A study published today in Drug Design, Development and Therapy investigated the pharmacokinetics (PK), safety, and tolerability of SB5, an adalimumab biosimilar sold in the European Union as Imraldi, administered via autoinjector (AI) versus a prefilled syringe (PFS), and found that the 2 administration methods were similar.
Samsung Bioepis, maker of Imraldi, has developed an AI device that aims to address some of the mobility limitations that patients with rheumatoid arthritis (RA) may have in self-administering their adalimumab with a PFS. The AI contains the same dose of the biosimilar as the PFS, and incorporates an ergonomic design and a safety feature to prevent needle-stick injuries.
In a phase 1, randomized, open-label, single-dose, parallel-group study conducted at 1 site in Belgium and 1 site in New Zealand, 109 healthy volunteers were randomized 1:1 to receive a dose of 40 mg of adalimumab by AI or PFS and were observed for 57 days.
The PK population included 94 subjects in each group. The mean serum concentration-time profiles were superimposable between the groups, and the mean values of PK parameters were similar. The 90% confidence intervals for the geometric least squares mean ratios of AUCinf, AUClast, and Cmax ranged from 0.9503 to 1.2240, and fell within the predefined equivalence margin of 0.8 to 1.25.
The safety group included 95 subjects in the AI group and 94 subjects from the PFS group. The percentage of subjects who had treatment-emergent adverse events (TEAEs) was similar between groups, with 68.4% of the AI group and 60.6% of the PFS group having a TEAE, and with upper respiratory tract infection the most commonly reported. Few local injection site reactions (ISRs) were observed in either group, and most were mild. The most frequently reported ISR was redness on day 1.

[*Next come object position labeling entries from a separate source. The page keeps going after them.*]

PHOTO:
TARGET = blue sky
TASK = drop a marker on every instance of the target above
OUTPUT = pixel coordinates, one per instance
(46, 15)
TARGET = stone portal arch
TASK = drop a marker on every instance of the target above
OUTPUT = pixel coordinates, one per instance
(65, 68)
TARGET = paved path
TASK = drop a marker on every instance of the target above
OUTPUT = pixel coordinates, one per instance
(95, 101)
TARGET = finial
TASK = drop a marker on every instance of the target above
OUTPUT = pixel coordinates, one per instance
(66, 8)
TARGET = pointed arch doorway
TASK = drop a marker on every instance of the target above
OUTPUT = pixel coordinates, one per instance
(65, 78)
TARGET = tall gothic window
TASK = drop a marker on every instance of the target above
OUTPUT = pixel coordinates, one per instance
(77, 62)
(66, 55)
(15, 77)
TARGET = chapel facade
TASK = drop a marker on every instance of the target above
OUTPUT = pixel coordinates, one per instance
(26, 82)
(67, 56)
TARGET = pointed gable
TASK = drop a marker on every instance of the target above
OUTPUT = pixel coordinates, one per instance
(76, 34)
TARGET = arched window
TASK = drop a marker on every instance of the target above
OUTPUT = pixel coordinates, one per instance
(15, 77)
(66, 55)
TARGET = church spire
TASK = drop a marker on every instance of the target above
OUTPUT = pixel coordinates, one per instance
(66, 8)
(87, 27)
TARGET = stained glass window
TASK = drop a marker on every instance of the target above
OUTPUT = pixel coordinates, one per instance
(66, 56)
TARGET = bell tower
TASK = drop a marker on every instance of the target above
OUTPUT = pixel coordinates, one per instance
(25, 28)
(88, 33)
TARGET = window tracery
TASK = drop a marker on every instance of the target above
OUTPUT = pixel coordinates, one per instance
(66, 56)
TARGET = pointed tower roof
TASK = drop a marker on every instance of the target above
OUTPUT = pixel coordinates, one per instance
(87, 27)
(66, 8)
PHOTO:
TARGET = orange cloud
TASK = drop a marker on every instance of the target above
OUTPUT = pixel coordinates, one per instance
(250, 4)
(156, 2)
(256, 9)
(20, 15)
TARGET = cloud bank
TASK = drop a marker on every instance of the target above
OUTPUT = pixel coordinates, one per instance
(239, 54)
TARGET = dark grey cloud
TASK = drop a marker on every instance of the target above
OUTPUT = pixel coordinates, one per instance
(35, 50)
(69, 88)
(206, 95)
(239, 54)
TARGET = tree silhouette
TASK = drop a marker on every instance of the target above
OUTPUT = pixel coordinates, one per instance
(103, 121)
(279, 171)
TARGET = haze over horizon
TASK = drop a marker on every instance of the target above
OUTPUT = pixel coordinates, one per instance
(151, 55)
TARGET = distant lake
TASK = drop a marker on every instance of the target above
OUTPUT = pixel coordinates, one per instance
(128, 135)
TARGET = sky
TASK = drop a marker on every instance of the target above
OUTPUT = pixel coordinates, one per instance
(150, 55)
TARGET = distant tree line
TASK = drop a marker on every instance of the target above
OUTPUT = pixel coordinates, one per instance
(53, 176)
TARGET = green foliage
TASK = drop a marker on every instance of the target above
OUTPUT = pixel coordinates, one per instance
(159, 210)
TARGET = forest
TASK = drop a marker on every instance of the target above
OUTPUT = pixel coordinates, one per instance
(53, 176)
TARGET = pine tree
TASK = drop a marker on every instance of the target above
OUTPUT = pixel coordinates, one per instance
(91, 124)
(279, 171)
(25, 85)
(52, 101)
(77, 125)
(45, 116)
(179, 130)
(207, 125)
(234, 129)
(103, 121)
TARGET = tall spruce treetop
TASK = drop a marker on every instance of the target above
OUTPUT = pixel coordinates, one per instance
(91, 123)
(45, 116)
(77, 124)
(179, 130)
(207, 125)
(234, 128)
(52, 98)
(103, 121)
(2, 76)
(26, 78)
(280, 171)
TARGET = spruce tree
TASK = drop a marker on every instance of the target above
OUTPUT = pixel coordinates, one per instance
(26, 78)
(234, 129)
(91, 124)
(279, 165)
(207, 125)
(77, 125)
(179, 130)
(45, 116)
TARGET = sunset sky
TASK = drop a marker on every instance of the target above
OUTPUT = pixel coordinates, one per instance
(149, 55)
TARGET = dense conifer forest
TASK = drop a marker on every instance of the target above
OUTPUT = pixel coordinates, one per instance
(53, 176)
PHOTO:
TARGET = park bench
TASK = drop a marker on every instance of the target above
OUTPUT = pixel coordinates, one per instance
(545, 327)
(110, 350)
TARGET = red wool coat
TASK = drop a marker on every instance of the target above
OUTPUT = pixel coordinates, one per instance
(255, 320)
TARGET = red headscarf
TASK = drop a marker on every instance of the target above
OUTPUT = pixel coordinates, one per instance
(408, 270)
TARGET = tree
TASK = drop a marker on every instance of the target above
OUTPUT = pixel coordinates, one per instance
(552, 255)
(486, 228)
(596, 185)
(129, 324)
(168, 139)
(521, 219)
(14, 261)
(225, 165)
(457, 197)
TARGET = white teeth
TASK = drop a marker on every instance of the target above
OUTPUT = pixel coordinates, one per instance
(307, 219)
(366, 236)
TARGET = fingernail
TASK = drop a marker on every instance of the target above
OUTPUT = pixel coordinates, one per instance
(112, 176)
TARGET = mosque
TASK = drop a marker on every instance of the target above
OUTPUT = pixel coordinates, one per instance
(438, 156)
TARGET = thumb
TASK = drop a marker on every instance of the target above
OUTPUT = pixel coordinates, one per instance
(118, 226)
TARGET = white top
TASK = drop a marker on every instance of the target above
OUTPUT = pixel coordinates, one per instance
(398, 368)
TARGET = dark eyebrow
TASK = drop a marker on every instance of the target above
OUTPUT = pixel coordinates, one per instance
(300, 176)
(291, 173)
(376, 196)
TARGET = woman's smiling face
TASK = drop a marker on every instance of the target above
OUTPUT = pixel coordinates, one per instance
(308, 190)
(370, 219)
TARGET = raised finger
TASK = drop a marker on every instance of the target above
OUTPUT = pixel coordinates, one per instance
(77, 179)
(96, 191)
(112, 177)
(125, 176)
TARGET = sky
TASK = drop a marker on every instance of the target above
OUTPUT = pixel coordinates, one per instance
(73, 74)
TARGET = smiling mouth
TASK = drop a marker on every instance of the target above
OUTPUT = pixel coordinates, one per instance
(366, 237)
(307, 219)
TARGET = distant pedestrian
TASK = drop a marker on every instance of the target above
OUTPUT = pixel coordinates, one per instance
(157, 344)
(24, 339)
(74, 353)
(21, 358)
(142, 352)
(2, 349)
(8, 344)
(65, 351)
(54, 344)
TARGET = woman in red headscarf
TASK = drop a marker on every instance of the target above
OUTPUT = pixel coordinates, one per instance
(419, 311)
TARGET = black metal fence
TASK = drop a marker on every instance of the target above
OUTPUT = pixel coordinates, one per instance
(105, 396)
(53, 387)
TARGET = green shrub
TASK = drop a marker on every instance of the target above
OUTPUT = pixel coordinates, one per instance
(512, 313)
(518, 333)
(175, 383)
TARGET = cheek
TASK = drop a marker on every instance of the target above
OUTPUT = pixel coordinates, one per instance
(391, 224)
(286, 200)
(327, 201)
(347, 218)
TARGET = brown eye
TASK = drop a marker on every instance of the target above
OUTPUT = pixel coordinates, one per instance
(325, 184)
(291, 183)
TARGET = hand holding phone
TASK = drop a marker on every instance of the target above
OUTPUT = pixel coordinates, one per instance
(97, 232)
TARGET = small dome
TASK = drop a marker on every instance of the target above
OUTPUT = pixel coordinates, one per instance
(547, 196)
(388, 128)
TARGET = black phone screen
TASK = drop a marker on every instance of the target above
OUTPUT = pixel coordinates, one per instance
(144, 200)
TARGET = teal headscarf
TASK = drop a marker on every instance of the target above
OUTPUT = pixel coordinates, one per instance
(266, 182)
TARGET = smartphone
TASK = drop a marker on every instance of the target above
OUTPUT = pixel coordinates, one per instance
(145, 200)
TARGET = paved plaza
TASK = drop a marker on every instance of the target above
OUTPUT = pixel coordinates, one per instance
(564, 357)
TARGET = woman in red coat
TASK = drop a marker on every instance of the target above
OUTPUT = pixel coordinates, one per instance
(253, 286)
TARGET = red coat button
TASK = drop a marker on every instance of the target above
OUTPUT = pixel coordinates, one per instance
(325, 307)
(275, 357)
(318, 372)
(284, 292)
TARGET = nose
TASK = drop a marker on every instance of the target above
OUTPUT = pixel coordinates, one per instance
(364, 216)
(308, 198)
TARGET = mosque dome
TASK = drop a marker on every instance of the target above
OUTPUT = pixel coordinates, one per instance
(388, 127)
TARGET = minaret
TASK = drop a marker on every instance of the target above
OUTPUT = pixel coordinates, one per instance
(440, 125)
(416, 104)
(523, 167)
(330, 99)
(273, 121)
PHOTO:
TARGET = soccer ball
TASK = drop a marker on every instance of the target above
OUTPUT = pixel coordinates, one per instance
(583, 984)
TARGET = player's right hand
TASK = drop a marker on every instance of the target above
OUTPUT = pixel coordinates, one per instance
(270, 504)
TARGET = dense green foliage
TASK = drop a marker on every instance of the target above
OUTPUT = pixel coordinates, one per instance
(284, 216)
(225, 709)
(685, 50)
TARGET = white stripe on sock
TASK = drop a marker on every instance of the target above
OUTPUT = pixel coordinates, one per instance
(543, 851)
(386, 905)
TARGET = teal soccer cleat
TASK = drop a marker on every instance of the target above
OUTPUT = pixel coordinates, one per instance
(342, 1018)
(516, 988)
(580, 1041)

The authors concluded that, in healthy volunteers who received single doses of Imraldi, the AI and PFS demonstrated similar PK, safety, and injection site assessments. These results suggest that there would be no clinical differences between the 2 administration methods in terms of safety and efficacy, and that the AI represents an alternative delivery option to the PFS.
Reference
Shin D, Lee Y, Jeong D, Ellis-Pegler R. Comparative pharmacokinetics of an adalimumab biosimilar SB5 administered via autoinjector or prefilled syringe in healthy subjects. Drug Des Devel Ther. 2018;12:3799-3805. doi: 10.2147/DDDT.S169082.